C’est l’été, maintenant, « le bord de mer, les courses dans le sable, le soir très rouge, les oiseaux, les routes, les chemins de campagne, nos peaux brûlantes, nos réconciliations troubles ». Anne adresse à son petit frère un sourire « au-delà du souci ». Ces deux-là, qui « ont été jetés côte à côte dans l’existence », se perdent (la vie), se retrouvent sur un ponton des Zattere à Venise, boivent, s’embrassent en profondeur. Bientôt Anne sera « emportée dans son mariage, son contrat d’enfants » « rideau des familles ». Et puis avant, encore, ils sont tous les deux à Barcelone, vont sur les Ramblas, au Cosmos, admirer les « belles putains propres et parfumées ». Anne est tentée d’en voir une en action. Mais non. Rien ne se passe. Pas plus que dans la Sérénissime. Là, sur le quai du Dorsoduro, « on aurait emprunté la grande route du sentiment et, par conséquent, des devoirs ». À Barcelone, c’est le narrateur qui refuse de monter : « J’ai eu tort, tout aurait pu être facile et gai ». On l’interroge : « Vous avez failli coucher avec votre soeur ? ». Il répond : « Mais oui, failli. Cette distance est sans mesure, préférable à un acte plus ou moins raté, sur fond de malédiction mythique ». Et il poursuit « A-t-elle pensé finir sa vie avec moi, ma soeur Anne ? Sans doute, en passant, fantasme furtif. Quelle femme n’a pas pensé transformer un homme en frère qui protège, paye, respecte votre corps, écoute et se tait ? Avec les maris, les amants, impossible, la blessure sexuelle est là, elle cicatrise mal. Mais le frère sensible et discret, celui des verts paradis des amours enfantines, celui qui ne vous ressemble pas mais a les mêmes yeux que vous ? » Quelle femme, en vérité, dirait le contraire ?
Anne est morte. Mais non, elle est bien vivante puisqu’il suffit au narrateur de voir le portrait intitulé Berthe Morisot au bouquet de violettes de Manet [1] pour qu’aussitôt elle lui apparaisse, à l’instar du modèle, « éblouissante de fraîcheur et de gaieté fine ». En somme, la voici, en noir « éclatant », comme dans le jardin d’enfance, « dans une éclaircie bordée d’ombre ». Le temps ne passe pas, il surgit, Sollers en apporte la preuve. Pour lui, le temps est un jardin, une clairière que les humanoïdes actuels, grands adorateurs inconscients de la mort, n’aperçoivent pas, car « ils ne peuvent pas entrer dans le noir vivant, c’est-à-dire le néant vivifiant qui les fonde ». Oui, le temps est une clairière : voyez Le Déjeuner sur l’herbe dont le vieux Picasso se sert pour rajeunir [2]. Mais restons sur le noir du portrait de Morisot. Qu’est-ce que Manet (personnage central, avec Picasso, de L’Éclaircie) a découvert dans ce noir ? « L’interdit qui dit oui ».
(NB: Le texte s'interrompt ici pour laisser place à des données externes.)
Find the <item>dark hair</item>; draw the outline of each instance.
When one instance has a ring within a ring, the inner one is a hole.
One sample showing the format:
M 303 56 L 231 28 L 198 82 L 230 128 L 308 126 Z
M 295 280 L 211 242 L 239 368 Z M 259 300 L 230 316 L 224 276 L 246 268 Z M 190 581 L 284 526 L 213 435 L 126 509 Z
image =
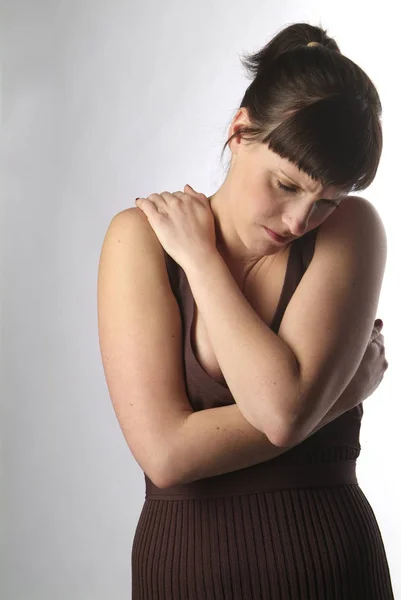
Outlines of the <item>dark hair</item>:
M 350 192 L 372 183 L 383 145 L 379 94 L 326 30 L 289 25 L 240 60 L 253 78 L 240 104 L 251 125 L 235 132 L 221 155 L 241 135 L 267 144 L 323 185 Z

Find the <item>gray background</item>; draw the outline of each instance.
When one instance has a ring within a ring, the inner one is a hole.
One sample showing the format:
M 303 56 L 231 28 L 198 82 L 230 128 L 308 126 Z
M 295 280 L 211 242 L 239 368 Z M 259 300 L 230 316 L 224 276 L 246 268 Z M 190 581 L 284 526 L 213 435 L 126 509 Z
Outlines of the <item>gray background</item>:
M 392 3 L 9 0 L 2 5 L 1 533 L 4 600 L 130 598 L 143 473 L 108 396 L 97 333 L 101 244 L 137 196 L 210 195 L 249 84 L 239 62 L 321 21 L 373 79 L 385 147 L 362 195 L 388 261 L 389 369 L 365 402 L 358 478 L 401 598 L 399 20 Z M 393 69 L 393 73 L 392 73 Z M 398 560 L 397 560 L 398 559 Z

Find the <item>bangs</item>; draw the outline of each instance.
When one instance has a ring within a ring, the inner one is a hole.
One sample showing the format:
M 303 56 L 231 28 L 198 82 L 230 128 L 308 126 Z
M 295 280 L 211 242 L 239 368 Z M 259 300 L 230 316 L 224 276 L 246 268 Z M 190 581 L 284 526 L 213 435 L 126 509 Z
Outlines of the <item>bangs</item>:
M 382 131 L 365 100 L 342 93 L 292 111 L 261 141 L 311 179 L 348 193 L 374 180 Z

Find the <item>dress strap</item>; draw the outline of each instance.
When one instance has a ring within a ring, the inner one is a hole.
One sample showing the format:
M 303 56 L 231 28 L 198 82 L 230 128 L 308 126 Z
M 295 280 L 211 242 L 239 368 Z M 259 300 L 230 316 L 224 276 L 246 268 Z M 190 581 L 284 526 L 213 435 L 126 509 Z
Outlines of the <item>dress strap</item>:
M 166 262 L 166 268 L 168 273 L 168 278 L 170 280 L 171 289 L 173 290 L 174 296 L 177 301 L 180 302 L 181 299 L 178 293 L 179 286 L 179 273 L 178 273 L 178 265 L 175 260 L 168 254 L 163 248 L 164 260 Z
M 276 334 L 280 328 L 285 309 L 313 258 L 318 229 L 319 228 L 316 227 L 315 229 L 308 231 L 308 233 L 291 244 L 283 288 L 270 326 L 271 330 Z
M 319 227 L 315 227 L 315 229 L 308 231 L 308 233 L 306 235 L 304 235 L 300 238 L 302 240 L 301 257 L 302 257 L 304 272 L 309 267 L 309 263 L 311 262 L 311 260 L 313 258 L 318 231 L 319 231 Z

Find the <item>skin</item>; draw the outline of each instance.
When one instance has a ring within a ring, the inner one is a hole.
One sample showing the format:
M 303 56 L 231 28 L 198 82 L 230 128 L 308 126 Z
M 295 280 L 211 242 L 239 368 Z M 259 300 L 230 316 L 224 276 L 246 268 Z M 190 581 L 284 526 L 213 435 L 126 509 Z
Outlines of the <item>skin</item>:
M 247 111 L 241 108 L 231 123 L 229 137 L 246 124 Z M 244 283 L 255 265 L 271 262 L 297 237 L 327 219 L 336 207 L 326 200 L 344 201 L 347 194 L 314 181 L 266 144 L 250 144 L 238 136 L 229 146 L 230 170 L 209 202 L 215 218 L 217 249 L 235 279 Z M 299 189 L 295 193 L 282 190 L 279 181 Z M 290 236 L 288 243 L 275 242 L 262 225 Z

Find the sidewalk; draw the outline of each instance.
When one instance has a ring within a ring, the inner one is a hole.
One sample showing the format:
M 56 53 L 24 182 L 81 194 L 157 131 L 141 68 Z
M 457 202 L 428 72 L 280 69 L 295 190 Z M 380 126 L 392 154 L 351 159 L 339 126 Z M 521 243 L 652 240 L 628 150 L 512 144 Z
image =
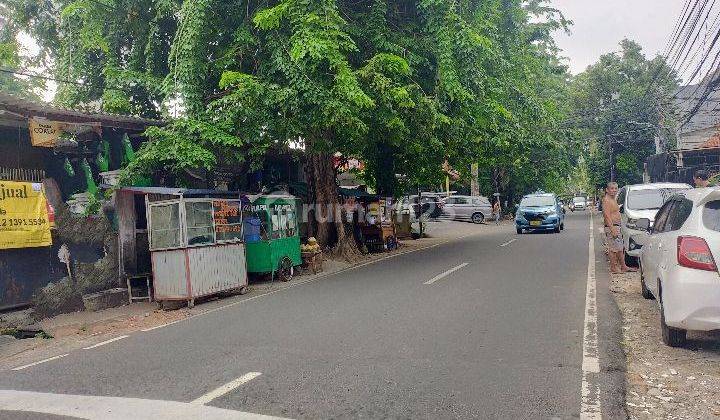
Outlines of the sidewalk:
M 62 314 L 42 320 L 33 327 L 42 329 L 50 334 L 52 339 L 29 338 L 23 340 L 10 339 L 3 336 L 0 340 L 0 370 L 13 368 L 35 360 L 67 353 L 98 342 L 125 335 L 138 330 L 162 326 L 168 323 L 179 322 L 185 318 L 197 316 L 208 311 L 218 310 L 227 305 L 233 305 L 243 300 L 274 293 L 288 287 L 294 287 L 305 282 L 319 280 L 343 270 L 352 269 L 364 264 L 370 264 L 381 259 L 393 258 L 408 252 L 429 248 L 438 244 L 461 239 L 469 235 L 482 234 L 500 229 L 494 224 L 475 225 L 465 222 L 437 221 L 430 222 L 426 227 L 428 237 L 417 240 L 403 240 L 397 250 L 367 254 L 352 263 L 326 259 L 323 264 L 324 271 L 318 274 L 303 274 L 295 276 L 289 282 L 251 282 L 248 293 L 230 297 L 216 297 L 197 302 L 194 308 L 182 307 L 177 310 L 164 311 L 157 308 L 152 302 L 138 302 L 132 305 L 111 308 L 97 312 L 74 312 Z M 13 326 L 9 318 L 16 314 L 0 314 L 0 330 Z M 15 317 L 17 318 L 17 317 Z M 18 324 L 18 320 L 14 321 Z M 20 322 L 22 324 L 22 322 Z M 27 326 L 27 322 L 25 325 Z

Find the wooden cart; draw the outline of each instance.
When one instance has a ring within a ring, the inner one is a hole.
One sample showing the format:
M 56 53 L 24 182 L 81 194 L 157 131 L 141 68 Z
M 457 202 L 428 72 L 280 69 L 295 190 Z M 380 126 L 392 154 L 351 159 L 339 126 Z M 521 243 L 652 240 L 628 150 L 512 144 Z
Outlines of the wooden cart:
M 366 214 L 359 220 L 363 242 L 370 251 L 397 249 L 397 232 L 393 220 L 392 199 L 381 198 L 367 203 Z

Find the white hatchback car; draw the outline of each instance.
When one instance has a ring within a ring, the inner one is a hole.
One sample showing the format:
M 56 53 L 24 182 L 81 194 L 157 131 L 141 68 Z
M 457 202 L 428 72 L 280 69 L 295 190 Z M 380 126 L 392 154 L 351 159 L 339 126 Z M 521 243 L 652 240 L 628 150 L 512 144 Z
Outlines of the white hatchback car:
M 634 265 L 643 247 L 645 231 L 635 225 L 639 219 L 650 219 L 650 226 L 655 222 L 660 206 L 671 195 L 692 187 L 688 184 L 659 182 L 653 184 L 626 185 L 618 191 L 617 202 L 620 205 L 623 241 L 625 242 L 625 263 Z
M 640 253 L 642 294 L 657 298 L 663 342 L 685 343 L 687 330 L 720 329 L 720 188 L 676 194 L 660 208 Z

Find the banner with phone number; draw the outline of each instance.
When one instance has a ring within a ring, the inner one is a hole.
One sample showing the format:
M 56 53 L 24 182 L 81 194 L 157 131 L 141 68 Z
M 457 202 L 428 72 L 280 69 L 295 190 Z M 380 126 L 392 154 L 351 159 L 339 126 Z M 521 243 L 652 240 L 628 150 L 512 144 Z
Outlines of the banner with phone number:
M 0 181 L 0 249 L 52 245 L 42 184 Z

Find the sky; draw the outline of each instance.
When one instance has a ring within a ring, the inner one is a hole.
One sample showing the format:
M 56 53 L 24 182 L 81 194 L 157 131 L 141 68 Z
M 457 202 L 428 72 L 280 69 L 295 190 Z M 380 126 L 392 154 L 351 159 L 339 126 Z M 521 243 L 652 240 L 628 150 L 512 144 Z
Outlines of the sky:
M 577 74 L 606 53 L 617 51 L 629 38 L 648 58 L 663 52 L 682 12 L 683 0 L 551 0 L 573 21 L 568 36 L 555 34 L 570 72 Z

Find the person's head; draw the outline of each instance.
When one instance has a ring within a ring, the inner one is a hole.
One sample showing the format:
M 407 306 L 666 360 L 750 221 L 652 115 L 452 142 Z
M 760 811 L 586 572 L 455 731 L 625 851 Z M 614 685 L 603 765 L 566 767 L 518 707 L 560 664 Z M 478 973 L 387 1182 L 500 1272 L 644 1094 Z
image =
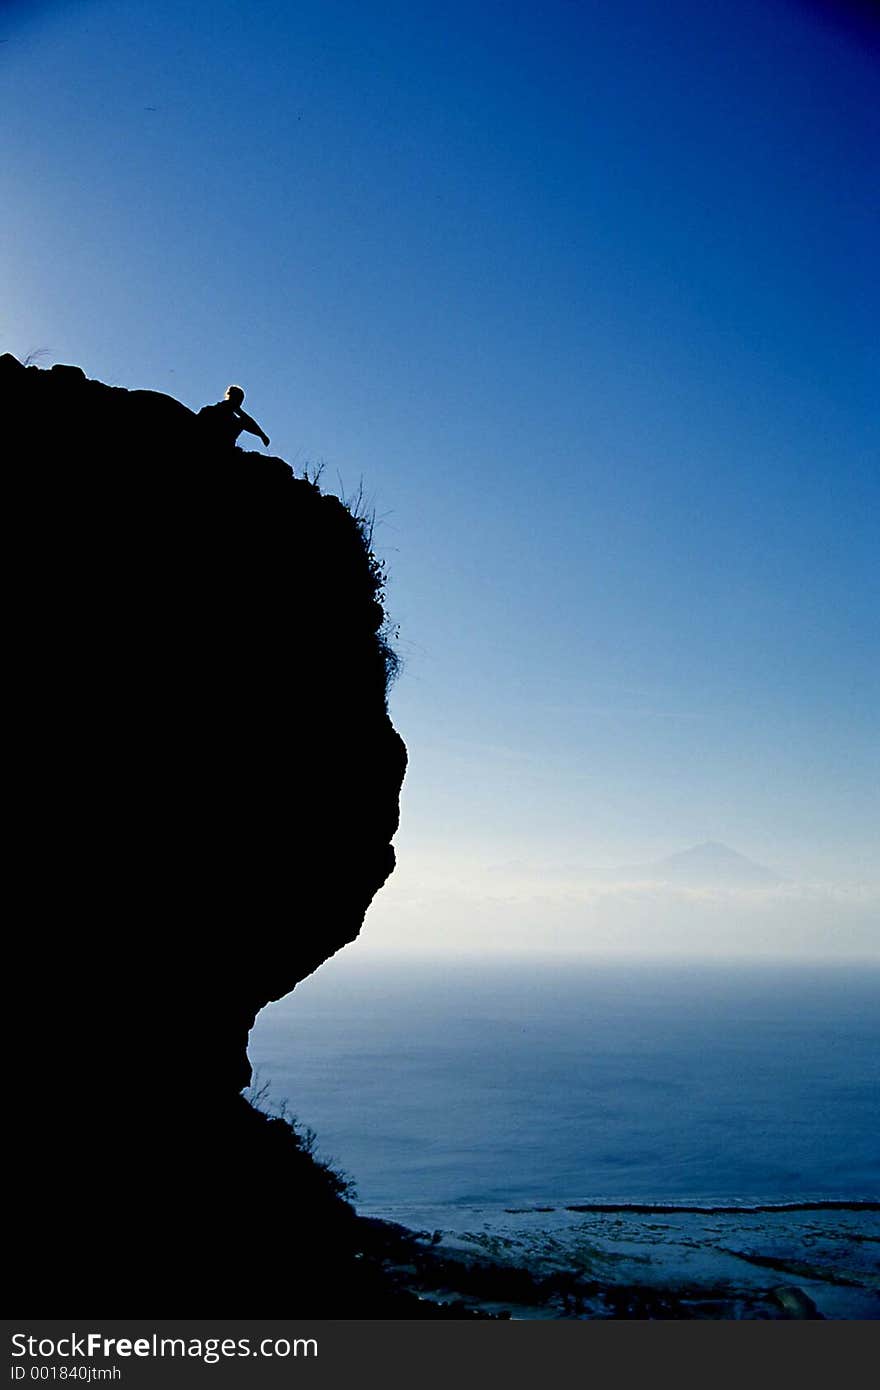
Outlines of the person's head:
M 226 399 L 232 405 L 241 405 L 242 401 L 244 400 L 244 392 L 242 391 L 240 386 L 227 386 Z

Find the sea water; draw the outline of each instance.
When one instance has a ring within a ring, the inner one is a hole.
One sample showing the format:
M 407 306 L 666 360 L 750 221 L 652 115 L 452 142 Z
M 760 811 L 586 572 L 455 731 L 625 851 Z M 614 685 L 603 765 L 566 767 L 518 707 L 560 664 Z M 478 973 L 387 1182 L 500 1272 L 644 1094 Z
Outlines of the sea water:
M 373 1213 L 880 1197 L 880 964 L 393 961 L 250 1057 Z

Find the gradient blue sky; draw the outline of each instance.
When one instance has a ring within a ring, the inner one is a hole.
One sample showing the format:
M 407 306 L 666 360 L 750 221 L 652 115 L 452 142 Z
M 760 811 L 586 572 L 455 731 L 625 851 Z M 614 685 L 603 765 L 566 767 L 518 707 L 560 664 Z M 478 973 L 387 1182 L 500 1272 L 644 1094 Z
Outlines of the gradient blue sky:
M 594 871 L 715 839 L 825 884 L 829 952 L 876 943 L 868 28 L 0 6 L 0 347 L 193 407 L 240 381 L 273 453 L 375 499 L 412 760 L 377 941 L 500 941 L 515 903 L 527 942 L 557 883 L 583 944 Z

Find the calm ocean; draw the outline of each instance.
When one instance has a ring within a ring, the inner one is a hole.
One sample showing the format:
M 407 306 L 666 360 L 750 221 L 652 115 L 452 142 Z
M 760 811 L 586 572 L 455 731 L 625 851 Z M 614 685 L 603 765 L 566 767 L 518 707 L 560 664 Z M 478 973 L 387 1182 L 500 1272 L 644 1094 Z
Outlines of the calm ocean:
M 880 966 L 393 963 L 360 945 L 250 1056 L 358 1205 L 880 1197 Z

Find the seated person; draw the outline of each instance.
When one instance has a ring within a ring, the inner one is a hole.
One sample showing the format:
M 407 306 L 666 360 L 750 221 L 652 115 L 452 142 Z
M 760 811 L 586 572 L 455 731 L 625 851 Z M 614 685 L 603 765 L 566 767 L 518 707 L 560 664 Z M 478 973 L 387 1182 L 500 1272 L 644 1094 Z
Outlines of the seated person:
M 222 401 L 216 405 L 204 405 L 199 411 L 199 419 L 209 425 L 217 443 L 225 445 L 230 449 L 235 448 L 235 442 L 242 430 L 246 434 L 255 434 L 262 439 L 266 448 L 269 447 L 269 436 L 264 434 L 257 424 L 241 408 L 244 400 L 244 391 L 240 386 L 227 386 L 226 395 Z

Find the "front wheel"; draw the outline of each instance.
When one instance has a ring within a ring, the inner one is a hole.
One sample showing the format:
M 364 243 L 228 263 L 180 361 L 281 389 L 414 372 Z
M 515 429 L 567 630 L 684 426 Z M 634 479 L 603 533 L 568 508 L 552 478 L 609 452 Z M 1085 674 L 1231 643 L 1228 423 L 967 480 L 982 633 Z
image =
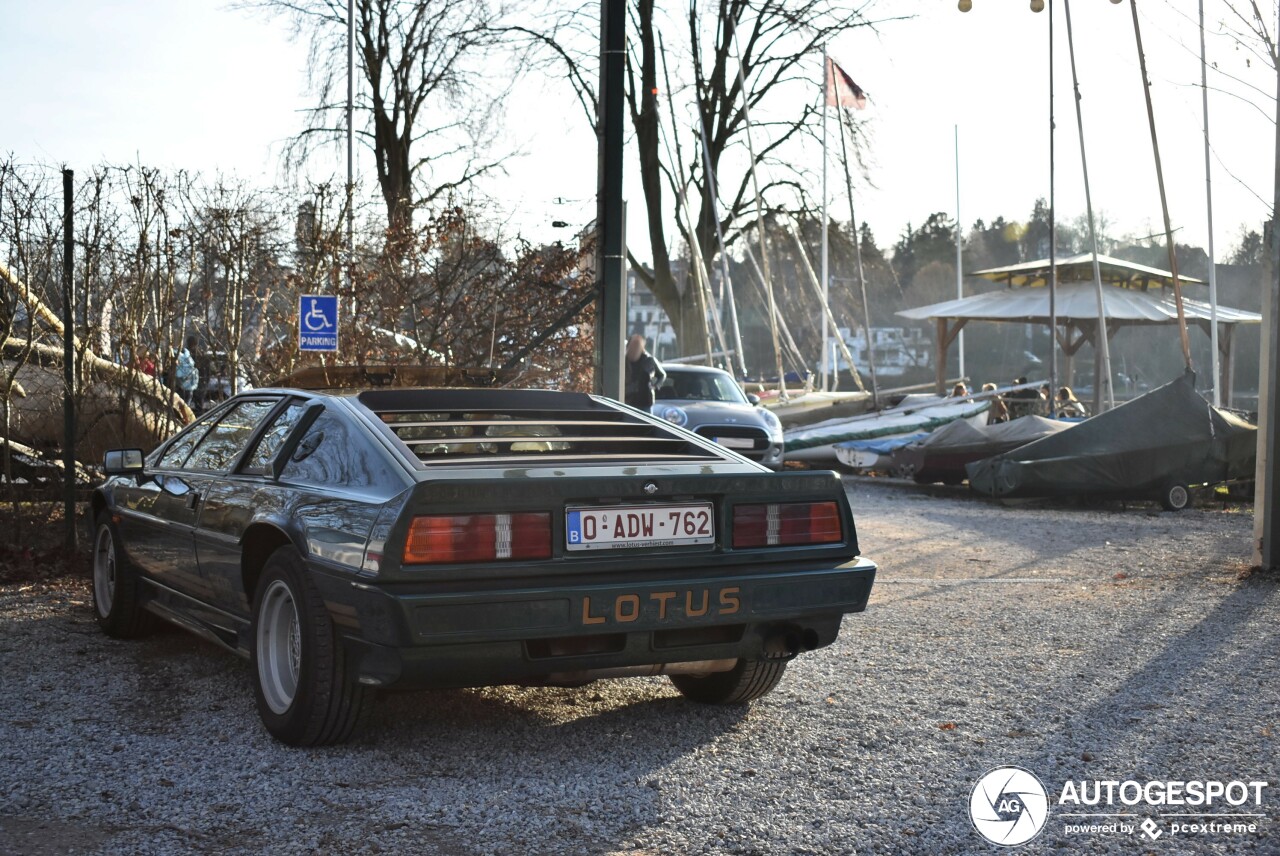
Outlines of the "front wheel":
M 93 613 L 102 632 L 133 639 L 151 629 L 151 613 L 140 600 L 141 580 L 120 545 L 111 515 L 102 512 L 93 531 Z
M 320 593 L 292 547 L 267 559 L 253 604 L 254 696 L 267 731 L 290 746 L 341 743 L 368 714 L 372 691 L 347 662 Z
M 739 660 L 727 672 L 670 677 L 680 694 L 690 701 L 746 704 L 772 692 L 786 670 L 786 660 Z
M 1181 511 L 1191 504 L 1191 490 L 1185 484 L 1171 484 L 1160 494 L 1165 511 Z

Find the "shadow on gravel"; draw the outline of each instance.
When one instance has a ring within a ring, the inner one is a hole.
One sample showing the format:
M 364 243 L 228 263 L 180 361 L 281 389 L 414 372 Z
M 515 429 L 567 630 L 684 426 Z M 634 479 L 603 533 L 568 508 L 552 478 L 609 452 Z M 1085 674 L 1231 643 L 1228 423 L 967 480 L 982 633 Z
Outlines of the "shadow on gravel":
M 1162 607 L 1185 604 L 1188 594 L 1194 592 L 1171 594 Z M 1160 634 L 1167 642 L 1155 650 L 1134 649 L 1134 638 L 1150 639 L 1154 635 L 1149 629 L 1142 632 L 1153 615 L 1135 617 L 1126 631 L 1117 633 L 1109 645 L 1100 646 L 1096 656 L 1107 662 L 1137 659 L 1145 663 L 1126 671 L 1124 679 L 1105 698 L 1073 714 L 1073 719 L 1086 729 L 1093 723 L 1108 724 L 1090 739 L 1090 751 L 1104 760 L 1109 754 L 1123 751 L 1142 758 L 1152 769 L 1178 770 L 1186 751 L 1181 745 L 1186 736 L 1184 730 L 1190 723 L 1177 719 L 1153 727 L 1152 711 L 1169 707 L 1193 710 L 1198 734 L 1222 735 L 1268 725 L 1239 721 L 1235 700 L 1242 691 L 1248 692 L 1242 684 L 1248 681 L 1250 671 L 1258 681 L 1274 681 L 1276 650 L 1280 647 L 1280 631 L 1274 619 L 1277 609 L 1280 577 L 1266 574 L 1240 583 L 1185 631 L 1172 636 Z M 1260 757 L 1259 762 L 1262 767 L 1258 770 L 1234 773 L 1247 777 L 1277 772 L 1274 755 L 1267 760 Z
M 748 707 L 699 705 L 666 692 L 654 680 L 624 678 L 573 689 L 508 686 L 388 693 L 378 700 L 360 742 L 453 751 L 457 745 L 472 747 L 477 740 L 500 736 L 500 744 L 490 747 L 495 759 L 536 754 L 602 770 L 622 766 L 610 747 L 624 745 L 628 756 L 643 755 L 647 769 L 715 741 L 749 715 Z M 543 754 L 548 750 L 550 756 Z M 515 765 L 513 760 L 505 763 Z
M 265 812 L 305 830 L 316 848 L 307 852 L 373 852 L 351 849 L 372 835 L 383 852 L 600 856 L 677 822 L 684 785 L 670 783 L 668 768 L 714 756 L 716 744 L 758 728 L 748 720 L 777 715 L 686 702 L 665 678 L 426 690 L 383 694 L 352 744 L 289 749 L 258 722 L 246 661 L 177 628 L 107 639 L 83 592 L 71 598 L 6 617 L 22 634 L 8 642 L 13 654 L 36 670 L 20 696 L 37 708 L 0 730 L 47 739 L 47 717 L 62 723 L 59 744 L 95 747 L 84 772 L 80 750 L 36 750 L 55 781 L 72 781 L 60 793 L 81 801 L 83 823 L 55 817 L 73 809 L 55 808 L 40 787 L 21 785 L 22 800 L 6 804 L 18 780 L 0 775 L 0 839 L 25 842 L 14 852 L 137 852 L 153 837 L 164 842 L 157 853 L 272 852 L 283 833 L 258 827 Z M 46 702 L 46 685 L 73 680 L 81 692 Z M 530 806 L 536 819 L 515 814 Z M 500 835 L 486 841 L 485 830 Z M 44 850 L 31 844 L 43 839 Z

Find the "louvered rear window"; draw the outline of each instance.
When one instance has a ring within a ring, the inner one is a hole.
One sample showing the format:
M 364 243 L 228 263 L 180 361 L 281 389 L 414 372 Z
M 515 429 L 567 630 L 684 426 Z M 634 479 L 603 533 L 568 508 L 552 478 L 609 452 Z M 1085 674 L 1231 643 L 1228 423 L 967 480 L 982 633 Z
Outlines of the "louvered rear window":
M 717 460 L 606 400 L 540 390 L 377 390 L 358 397 L 427 465 Z

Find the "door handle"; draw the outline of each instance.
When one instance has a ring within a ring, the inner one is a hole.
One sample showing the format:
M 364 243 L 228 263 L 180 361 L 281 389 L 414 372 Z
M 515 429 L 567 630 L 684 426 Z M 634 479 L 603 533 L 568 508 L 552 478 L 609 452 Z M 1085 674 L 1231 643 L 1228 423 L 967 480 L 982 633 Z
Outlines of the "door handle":
M 195 507 L 199 504 L 200 504 L 200 491 L 193 490 L 187 494 L 187 508 L 190 508 L 191 510 L 194 511 Z

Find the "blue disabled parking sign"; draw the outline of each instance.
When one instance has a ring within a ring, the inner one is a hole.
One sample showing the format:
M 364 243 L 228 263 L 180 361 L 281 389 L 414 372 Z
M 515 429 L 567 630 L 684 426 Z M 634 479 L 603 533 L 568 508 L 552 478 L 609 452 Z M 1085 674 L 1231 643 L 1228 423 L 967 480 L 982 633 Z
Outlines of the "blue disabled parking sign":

Manet, Berthe Morisot au bouquet de violettes, 1872.
« Berthe est la future belle-soeur de Manet,
« la très belle soeur » du peintre du désir incestueux. »
Manet, <i>Lola de Valence</i>, 1862.

Comment ? Reprenons, vous allez voir (dans le noir), tout coïncide : Berthe est la future belle-soeur de Manet, « la très belle soeur » du peintre du désir incestueux. C’est clair, non ? Revenons à Anne : elle se réincarne. Voici la riche Lucie D. (l’argent tient son rôle dans ce roman politique), grande bourgeoise, collectionneuse de manuscrits, qui vient du Sud-Ouest (magie !), et dont le regard est aussi « révélateur » que celui de B. Morisot dans Le Balcon (toujours Manet) : Lucie est « ma soeur Anne, en effet, si cela avait été possible ». Entre le narrateur et Lucie (on pense au Lys d’or, « Folio »), là encore, le secret est de mise, les amants se retrouvent, pour se « désennuyer », dans un studio de la rue du Bac : « Je sais que personne ne me croira si je dis, une fois de plus, que le véritable amour exige une clandestinité stricte. Il suffit de s’organiser ». Entre Lucie et le narrateur, ce n’est pas le coup de foudre, mais le « coup de nuit » (toujours le noir), en plein jour « Dès ma première rencontre avec Lucie, une formule espagnole m’est venue à l’esprit : « los ojos con mucha noche », les yeux avec beaucoup de nuit. Les "coups de foudre" sont rares, les coups de nuit encore plus. Les tableaux où Lucie apparaîtrait, si j’étais peintre, devraient être envahis par l’intensité de ce noir sans lequel il n’y a pas d’éclaircie. Noir et halo bleuté. Tout le reste, robes, pantalons, bijoux, répondrait à ce noir, nudité comprise ». Ce coup de nuit est infilmable. C’est de la peinture. Tiens, à propos de peinture, le narrateur rêve de sa soeur Anne : « Nous sommes à Bordeaux, elle est entrée sans frapper dans ma chambre, elle me regarde avec un air de reproche, et s’en va, après quelques mots jetés en espagnol. C’est bien elle, ce n’est pas Lucie, la peinture sait comment intervenir dans les rêves. »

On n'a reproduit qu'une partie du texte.